Ser Ilyn se passa un doigt en travers de la gorge.

« Non, rétorqua Jaime. Tommen a déjà perdu un frère, ainsi que l’homme qu’il considérait comme son père. S’il advenait que je lui tue sa mère, il m’en détesterait de tout son cœur.. Et cette exquise petite épouse qu’il a ne manquerait pas d’inventer un moyen pour détourner cette haine au profit de Hautjardin. »

Ser Ilyn sourit d’une manière que Jaime ne trouva nullement à son gré. Un vilain sourire. Une vilaine âme. « Vous parlez trop », le prévint-il.

Le jour suivant, ser Dermot de Bois-la-Pluie revint au château les mains vides. Interrogé sur ce qu’il avait découvert, il répondit : « Des loups. Des centaines de ces putains de gueux faméliques. » Il avait perdu dans l’affaire deux sentinelles. Les loups étaient brusquement sortis des ténèbres pour les massacrer. « Des types armés, vêtus de mailles et de cuir bouilli, et pourtant les bêtes n’en avaient pas peur du tout. Avant de mourir, Jate a dit que la meute était conduite par une louve d’une taille monstrueuse. Un loup-garou, à en croire son récit Les loups se sont aussi attaqués à nos piquets de chevaux. Les maudits salopards m’ont égorgé mon alezan préféré.

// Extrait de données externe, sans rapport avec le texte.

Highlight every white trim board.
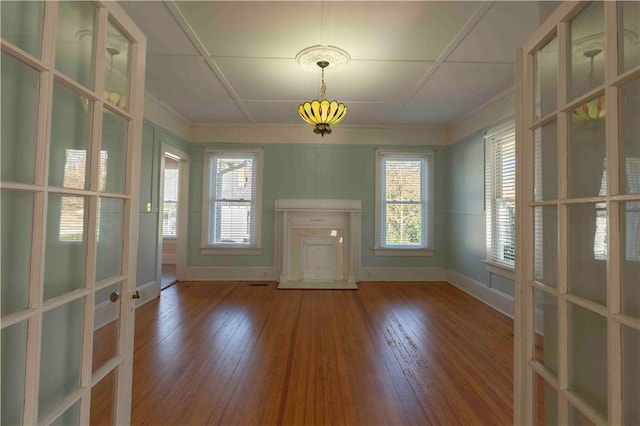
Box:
[447,269,513,318]
[356,267,447,281]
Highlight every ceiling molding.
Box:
[144,90,189,140]
[189,124,448,146]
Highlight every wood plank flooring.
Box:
[132,282,513,425]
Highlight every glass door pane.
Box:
[96,198,124,282]
[91,283,123,373]
[619,80,640,194]
[49,82,92,189]
[0,321,27,425]
[0,50,40,183]
[98,110,128,194]
[0,0,44,58]
[44,194,88,300]
[104,21,131,110]
[89,369,118,426]
[0,189,33,316]
[38,298,85,419]
[567,1,606,99]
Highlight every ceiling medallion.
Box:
[296,45,351,72]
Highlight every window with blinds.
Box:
[485,124,516,268]
[376,151,430,249]
[205,151,261,247]
[162,159,180,238]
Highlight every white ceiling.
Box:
[121,1,539,126]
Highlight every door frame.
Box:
[514,1,640,424]
[156,142,191,288]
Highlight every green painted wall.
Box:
[136,120,190,286]
[188,144,448,267]
[443,123,514,296]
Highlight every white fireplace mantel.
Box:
[275,198,362,283]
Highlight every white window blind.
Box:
[162,161,180,237]
[207,152,259,246]
[485,125,516,268]
[376,152,429,249]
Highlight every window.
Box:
[162,161,180,238]
[374,150,433,256]
[485,123,516,269]
[203,150,262,254]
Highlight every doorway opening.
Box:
[158,144,189,290]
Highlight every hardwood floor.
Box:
[132,282,513,425]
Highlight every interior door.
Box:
[514,1,640,425]
[0,1,146,425]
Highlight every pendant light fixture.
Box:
[571,48,605,121]
[296,46,351,137]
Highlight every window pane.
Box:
[0,51,40,183]
[212,202,252,244]
[385,203,423,246]
[96,198,124,281]
[533,290,558,376]
[385,160,422,201]
[485,127,516,267]
[619,78,640,194]
[568,203,608,305]
[104,21,131,110]
[620,201,640,318]
[620,1,640,74]
[0,0,44,58]
[98,110,127,194]
[0,321,27,425]
[49,83,91,189]
[534,206,558,287]
[568,97,607,198]
[44,194,87,300]
[533,121,558,201]
[162,165,179,237]
[569,305,607,419]
[533,37,558,119]
[56,1,96,89]
[622,325,640,425]
[38,298,84,419]
[568,2,605,99]
[0,189,33,316]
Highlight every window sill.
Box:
[482,260,515,280]
[200,246,262,256]
[373,247,435,257]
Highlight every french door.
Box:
[0,1,146,425]
[514,1,640,425]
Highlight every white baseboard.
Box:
[447,269,513,318]
[357,267,447,281]
[93,281,160,330]
[185,266,280,281]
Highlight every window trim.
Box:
[200,148,264,255]
[483,120,517,272]
[372,149,435,257]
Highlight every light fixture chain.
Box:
[320,68,327,100]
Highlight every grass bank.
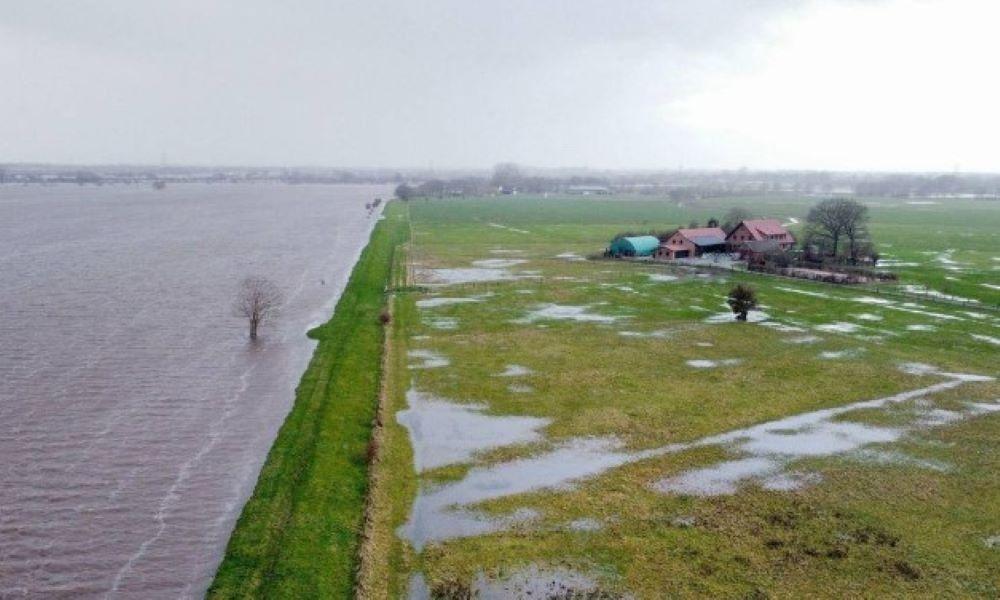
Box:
[208,203,409,598]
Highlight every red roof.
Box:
[677,227,726,239]
[734,219,792,240]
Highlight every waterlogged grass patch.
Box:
[364,198,1000,598]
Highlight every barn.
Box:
[608,235,660,256]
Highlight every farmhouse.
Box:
[654,227,726,260]
[726,219,795,252]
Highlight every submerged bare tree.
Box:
[233,277,284,340]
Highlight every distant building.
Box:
[654,227,726,260]
[726,219,795,252]
[608,235,660,257]
[566,185,611,196]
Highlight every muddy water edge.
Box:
[208,203,409,598]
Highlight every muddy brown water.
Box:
[0,184,389,599]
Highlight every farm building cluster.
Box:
[608,219,795,260]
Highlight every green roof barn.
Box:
[609,235,660,256]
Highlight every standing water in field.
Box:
[0,184,388,598]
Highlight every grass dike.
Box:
[207,202,409,598]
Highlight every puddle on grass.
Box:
[569,518,604,531]
[901,285,979,304]
[969,333,1000,346]
[472,258,528,269]
[785,335,823,344]
[815,321,861,333]
[653,364,1000,495]
[397,364,1000,552]
[691,306,771,323]
[424,317,458,331]
[398,437,673,552]
[407,565,606,600]
[513,304,627,323]
[487,223,531,235]
[497,365,534,377]
[396,389,551,473]
[819,348,865,360]
[618,329,670,338]
[774,285,830,298]
[406,350,451,369]
[418,267,517,285]
[417,296,483,308]
[761,321,805,333]
[685,358,743,369]
[854,313,882,321]
[472,565,600,600]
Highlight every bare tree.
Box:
[396,183,415,202]
[806,198,868,256]
[233,277,284,340]
[726,283,757,321]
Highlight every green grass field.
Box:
[208,204,409,598]
[370,197,1000,598]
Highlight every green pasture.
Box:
[374,197,1000,598]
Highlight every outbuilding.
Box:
[608,235,660,256]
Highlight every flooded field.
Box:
[0,184,388,598]
[368,198,1000,599]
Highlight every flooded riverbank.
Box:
[0,185,389,598]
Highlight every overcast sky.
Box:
[0,0,1000,171]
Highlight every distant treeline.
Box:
[397,163,1000,202]
[0,163,1000,202]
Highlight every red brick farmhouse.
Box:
[726,219,795,252]
[653,227,726,260]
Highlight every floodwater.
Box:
[0,184,388,599]
[398,363,1000,552]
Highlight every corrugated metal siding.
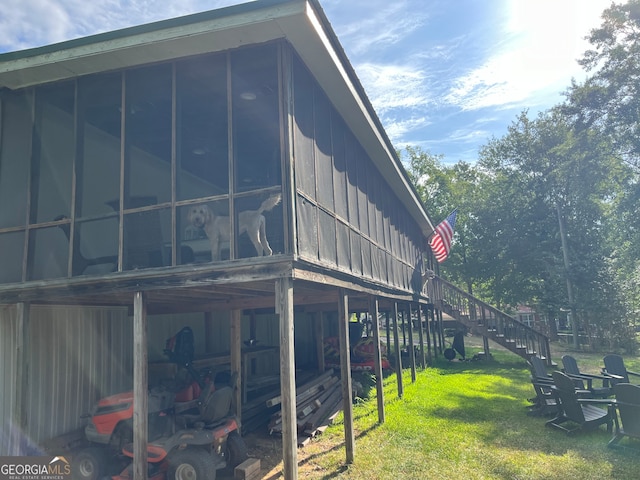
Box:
[26,307,133,442]
[0,306,315,455]
[0,307,17,455]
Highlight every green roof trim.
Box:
[0,0,292,63]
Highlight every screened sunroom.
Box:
[0,0,433,478]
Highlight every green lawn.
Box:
[264,348,640,480]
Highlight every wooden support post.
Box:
[482,335,491,359]
[313,312,325,373]
[204,312,213,353]
[405,303,416,383]
[338,289,356,463]
[133,292,149,480]
[393,303,404,398]
[437,310,445,353]
[14,303,31,440]
[384,310,391,352]
[399,310,407,348]
[369,295,385,424]
[275,277,298,480]
[416,303,427,369]
[229,309,241,420]
[431,308,438,358]
[424,308,433,365]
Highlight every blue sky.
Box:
[0,0,608,163]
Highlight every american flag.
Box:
[429,209,458,263]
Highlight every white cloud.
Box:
[383,116,430,144]
[356,63,431,114]
[446,0,610,110]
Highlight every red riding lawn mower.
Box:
[72,327,248,480]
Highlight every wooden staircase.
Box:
[429,277,555,366]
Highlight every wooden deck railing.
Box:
[428,277,553,365]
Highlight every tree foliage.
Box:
[404,0,640,348]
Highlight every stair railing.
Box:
[428,276,552,365]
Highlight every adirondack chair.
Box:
[527,355,558,416]
[562,355,613,398]
[608,383,640,447]
[546,371,615,435]
[602,353,640,385]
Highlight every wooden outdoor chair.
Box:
[562,355,613,398]
[608,383,640,447]
[602,353,640,385]
[527,355,558,416]
[546,371,615,435]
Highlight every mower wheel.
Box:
[72,447,107,480]
[227,430,249,468]
[167,448,217,480]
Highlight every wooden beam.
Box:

— Un cercle de feux tout autour de votre camp aurait pu les tenir à distance », dit Jaime, tout perplexe qu’il était par-devers lui. Etait-il possible que le loup-garou de ser Dermot fût le même fauve qui avait agressé Joffrey non loin du carrefour ?

Loups ou pas, ser Dermot emmena des montures fraîches et davantage d’hommes lorsqu’il ressortit le matin suivant pour se remettre à la recherche de Brynden Tully. Au cours de l’après-midi, les seigneurs du Trident vinrent trouver Jaime pour lui demander l’autorisation de retourner dans leurs domaines personnels. Il la leur accorda. Lord Piper désirait aussi savoir à quoi s’en tenir à propos de son fils Marq. « On versera une rançon pour tous les prisonniers », promit Jaime Tandis que ses pairs riverains se retiraient, lord Karyl Vance s’attarda pour dire : « Lord Jaime, il faut que vous alliez à Cormeilles. Aussi longtemps qu’il a Jonos à ses portes, Tytos ne se rendra jamais, mais je sais qu’il ploiera le genou devant vous. » Jaime le remercia pour son conseil.

Le Sanglier fut le suivant à s’en aller. Il voulait retourner à Darry conformément à sa promesse et y combattre les hors-la-loi. « Nous avons traversé la moitié de ce putain de royaume, et pour quoi ? Pour te permettre de contraindre Edmure Tully à compisser ses chausses ? Il n’y a pas là-dedans de quoi faire une chanson. J’ai besoin de me battre. Je veux le Limier, Jaime. Lui, ou le seigneur des Marches.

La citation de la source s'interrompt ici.